ABC7 recently featured the Blackwells, a young millenial couple, who moved into Englewood. Hannah Blackwell is shown here interacting with neighborhood kids. (ABC7)
ABC7 recently featured the Blackwells, a young millenial couple, who moved into Englewood. Hannah Blackwell is shown here interacting with neighborhood kids. (ABC7)

You may have seen a recent article about millennials buying homes in Englewood. It featured the story of the Blackwells, a young couple. Though race isn’t brought up explicitly, the accompanying video shows the wife to be a white woman, which is important to note considering the demographics of Englewood.

The article describes how the “Blackwells are changing their block” and giving Englewood “kids a sense of what’s possible outside of street life” through their garden and other activities.

Throughout the article, newcomers are implied to be the salvation of Englewood.
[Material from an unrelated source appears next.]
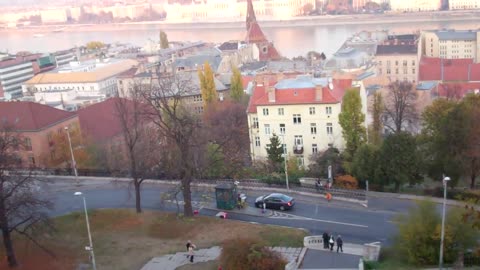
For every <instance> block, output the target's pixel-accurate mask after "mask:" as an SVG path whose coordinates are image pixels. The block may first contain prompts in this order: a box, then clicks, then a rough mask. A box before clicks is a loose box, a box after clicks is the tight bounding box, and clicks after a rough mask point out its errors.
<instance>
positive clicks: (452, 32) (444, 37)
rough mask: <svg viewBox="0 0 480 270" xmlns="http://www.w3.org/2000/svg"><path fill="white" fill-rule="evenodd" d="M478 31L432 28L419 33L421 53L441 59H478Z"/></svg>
mask: <svg viewBox="0 0 480 270" xmlns="http://www.w3.org/2000/svg"><path fill="white" fill-rule="evenodd" d="M479 40H480V31H478V30H433V31H423V32H422V34H421V42H420V48H421V54H422V55H423V56H427V57H433V58H443V59H474V61H475V62H477V63H478V62H479V61H480V46H479Z"/></svg>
What stands out to me the most is the fact that the lead of a local organization purports the idea of an influx of millennials (implicitly white millennials) being the way “you change a community.”

This is not an uncommon belief.

Residents of neighborhoods often perpetuate this idea that “bettering” neighborhoods is just a matter of getting “better” people. Communities of color that have faced systematic disinvestment and violence can be particularly vulnerable to internalizing these ideas.

The unemployed man sitting on the street corner or the single mother on SNAP can become a liability. When our neighborhoods aren’t thriving, it is only too easy to start viewing our own people as the detriments, rather than the systems that have deprived us of the resources needed for us to flourish.

We most often see this insidious rhetoric employed when crimes occur. The denigration of neighbors creep in and certain people start being seen as those “keeping the neighborhood down.” The immediate reactions to crime can blind people and facilitate the public scapegoating of community members; this plays an integral role in gentrification as it creates a hierarchy denoting worthy and unworthy people in our communities.

We need to push back against ideas that intend to demonize community members that may not fit standards of respectability, while upholding white, wealthier newcomers as representing a positive shift. Viewing newcomers as the salvation for our communities merely reinforces the colonialist mindset that redlined and exploited them in the first place. The revitalization of our communities does not hinge on the number of white faces walking around our streets.

When improving our communities becomes reduced to the simplistic idea of moving out the old and moving in the new, we have become complicit in the process of gentrification that ultimately does not value us. When we don’t value our own people, we don’t have community; and we unduly relinquish our stakes in its shaping.